Mahen Robert, Koch Birgit, Wachsmuth Malte, Politi Antonio Z, Perez-Gonzalez Alexis, Mergenthaler Julia, Cai Yin, Ellenberg Jan
European Molecular Biology Laboratory, 69117 Heidelberg, Germany.
European Molecular Biology Laboratory, 69117 Heidelberg, Germany
Mol Biol Cell. 2014 Nov 5;25(22):3610-8. doi: 10.1091/mbc.E14-06-1091. Epub 2014 Sep 17.

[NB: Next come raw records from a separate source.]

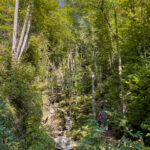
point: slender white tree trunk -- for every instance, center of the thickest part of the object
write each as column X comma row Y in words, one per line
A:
column 26, row 35
column 93, row 78
column 120, row 64
column 23, row 30
column 14, row 40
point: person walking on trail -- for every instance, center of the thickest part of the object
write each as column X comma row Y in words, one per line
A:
column 101, row 116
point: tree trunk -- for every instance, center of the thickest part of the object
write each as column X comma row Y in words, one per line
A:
column 26, row 35
column 120, row 64
column 14, row 40
column 23, row 30
column 93, row 78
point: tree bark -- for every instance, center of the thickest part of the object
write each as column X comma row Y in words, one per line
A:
column 23, row 30
column 120, row 64
column 26, row 35
column 15, row 26
column 93, row 78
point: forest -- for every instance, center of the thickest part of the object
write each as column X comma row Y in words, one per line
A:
column 74, row 75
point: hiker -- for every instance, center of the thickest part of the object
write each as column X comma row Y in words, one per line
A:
column 101, row 116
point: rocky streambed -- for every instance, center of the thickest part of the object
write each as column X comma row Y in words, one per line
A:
column 58, row 123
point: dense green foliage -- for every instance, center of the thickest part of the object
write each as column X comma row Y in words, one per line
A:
column 76, row 48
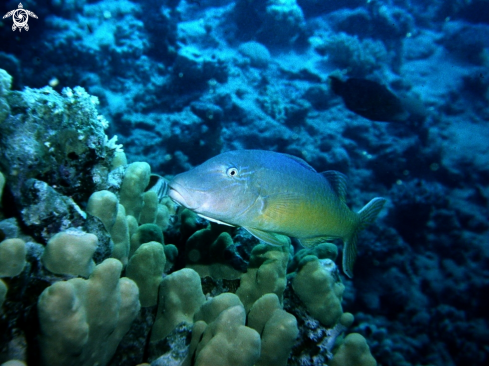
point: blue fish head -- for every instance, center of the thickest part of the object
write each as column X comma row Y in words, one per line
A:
column 220, row 189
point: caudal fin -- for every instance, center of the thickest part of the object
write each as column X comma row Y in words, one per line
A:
column 367, row 215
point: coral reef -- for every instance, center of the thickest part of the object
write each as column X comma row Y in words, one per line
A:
column 180, row 81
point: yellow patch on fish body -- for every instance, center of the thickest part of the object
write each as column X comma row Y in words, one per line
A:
column 274, row 196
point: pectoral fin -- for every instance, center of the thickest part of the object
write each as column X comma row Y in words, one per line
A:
column 310, row 242
column 214, row 220
column 269, row 238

Fluorescence tagging of proteins is a widely used tool to study protein function and dynamics in live cells. However, the extent to which different mammalian transgene methods faithfully report on the properties of endogenous proteins has not been studied comparatively. Here we use quantitative live-cell imaging and single-molecule spectroscopy to analyze how different transgene systems affect imaging of the functional properties of the mitotic kinase Aurora B. We show that the transgene method fundamentally influences level and variability of expression and can severely compromise the ability to report on endogenous binding and localization parameters, providing a guide for quantitative imaging studies in mammalian cells.
蛋白质的荧光标记是一种广泛用于研究活细胞中蛋白质功能和动态的工具。然而,不同的哺乳动物转基因方法在多大程度上能够如实反映内源性蛋白质的特性,尚未进行过比较研究。在这里,我们使用定量活细胞成像和单分子光谱来分析不同的转基因系统如何影响有丝分裂激酶Aurora B功能特性的成像。我们表明,转基因方法从根本上影响表达水平和变异性,并可能严重损害报告内源性结合和定位参数的能力,为哺乳动物细胞中的定量成像研究提供了指导。